I know the point of this Harvard Business Review article by Francesca Gino is that handshakes are a good move for anyone involved in negotiation since they tend to both improve someone’s perception of you and lead to joint outcomes, but I couldn’t help read it a bit differently: The world is a tough place for awkward people! What if you simply are not great at shaking hands?
I speak from a bit of past experience here. While I am now good at faking normal in everyday social interactions (I think?), as a kid, I wasn’t. My parents regularly chided me to make eye contact, I didn’t really know how to talk to people in big group settings, and my handshake was probably deader than a dead fish.
Reading the article, it’s hard not to get the sense that those whose awkwardness lingers are in for some trouble in the adult world. Handshakes (and, presumably, other similar rituals) play a big role in those crucial early moments when we first meet someone:
People make inferences about one another’s motives based on first impressions, which occur extremely quickly. We only need 100 milliseconds to form judgments of others on all sorts of dimensions, including likeability, trustworthiness, competence, and aggressiveness. Even more interesting, our first impressions of others are generally accurate and reliable. For instance, first impressions about a person’s competence have been shown to be good predictors of important outcomes such as who will win a political election.

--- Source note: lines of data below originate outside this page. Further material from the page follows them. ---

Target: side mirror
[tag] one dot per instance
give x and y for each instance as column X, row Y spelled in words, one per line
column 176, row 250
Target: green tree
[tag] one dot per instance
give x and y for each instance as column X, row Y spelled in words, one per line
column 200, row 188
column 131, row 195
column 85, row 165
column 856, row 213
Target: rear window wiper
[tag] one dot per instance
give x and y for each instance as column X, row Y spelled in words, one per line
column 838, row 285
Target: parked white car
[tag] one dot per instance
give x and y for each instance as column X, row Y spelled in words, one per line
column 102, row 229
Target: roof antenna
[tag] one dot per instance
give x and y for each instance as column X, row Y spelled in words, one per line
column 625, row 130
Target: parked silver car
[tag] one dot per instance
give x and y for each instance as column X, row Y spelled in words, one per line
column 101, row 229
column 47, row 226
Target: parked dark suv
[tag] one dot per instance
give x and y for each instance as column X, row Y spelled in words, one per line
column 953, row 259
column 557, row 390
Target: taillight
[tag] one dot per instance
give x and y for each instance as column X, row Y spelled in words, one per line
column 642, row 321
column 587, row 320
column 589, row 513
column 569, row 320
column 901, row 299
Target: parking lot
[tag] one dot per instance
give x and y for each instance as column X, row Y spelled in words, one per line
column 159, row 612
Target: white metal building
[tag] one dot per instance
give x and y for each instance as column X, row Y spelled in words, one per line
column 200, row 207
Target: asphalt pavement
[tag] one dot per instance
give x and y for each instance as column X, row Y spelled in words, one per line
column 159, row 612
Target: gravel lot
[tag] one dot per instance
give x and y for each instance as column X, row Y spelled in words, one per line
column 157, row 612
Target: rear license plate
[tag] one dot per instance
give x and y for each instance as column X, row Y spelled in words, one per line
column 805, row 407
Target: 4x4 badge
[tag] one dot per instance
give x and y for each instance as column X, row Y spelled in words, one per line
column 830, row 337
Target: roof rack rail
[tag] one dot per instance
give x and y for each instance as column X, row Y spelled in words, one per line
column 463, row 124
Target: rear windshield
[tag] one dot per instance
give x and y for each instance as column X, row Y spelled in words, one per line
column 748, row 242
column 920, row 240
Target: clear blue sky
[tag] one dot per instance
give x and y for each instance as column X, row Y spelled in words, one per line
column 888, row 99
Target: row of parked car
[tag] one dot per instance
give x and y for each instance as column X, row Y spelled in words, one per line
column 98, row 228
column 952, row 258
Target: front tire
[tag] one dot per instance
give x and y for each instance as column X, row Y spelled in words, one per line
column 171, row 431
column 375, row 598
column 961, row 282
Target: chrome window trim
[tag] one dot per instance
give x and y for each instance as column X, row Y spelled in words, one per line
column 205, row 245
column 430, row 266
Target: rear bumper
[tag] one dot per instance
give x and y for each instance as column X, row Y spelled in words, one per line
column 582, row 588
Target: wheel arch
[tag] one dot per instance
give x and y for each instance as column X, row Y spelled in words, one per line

This is great for all the assertive, confident Joe Businessman and Josephina Businesswoman types out there. But are these impressions really accurate? The studies mentioned by Gino don’t really show that first impressions accurately predict whether someone is competent, but rather that they accurately predict who other people will view as competent.
What it comes down to is that those of us who aren’t great in corporate, network-y settings are getting punished for a lot of stuff that doesn’t really matter when it comes to our ability to think, work, or be part of a team. We know from research into unstructured interviews (some of which I mentioned in my piece arguing for the abolition of the cover letter and résumé) that they’re a terrible way to evaluate job candidates, for instance. And our gut instincts tend to perform worse than simple algorithms when it comes to hiring decisions, according to other research — research which was mentioned in, just to take a random example, Harvard Business Review.
So, awkward-but-nonetheless-competent people of the world, unite! Let’s come up with our own way of giving off positive first impressions. Maybe it should include the emailed exchange of obscure memes from Reddit?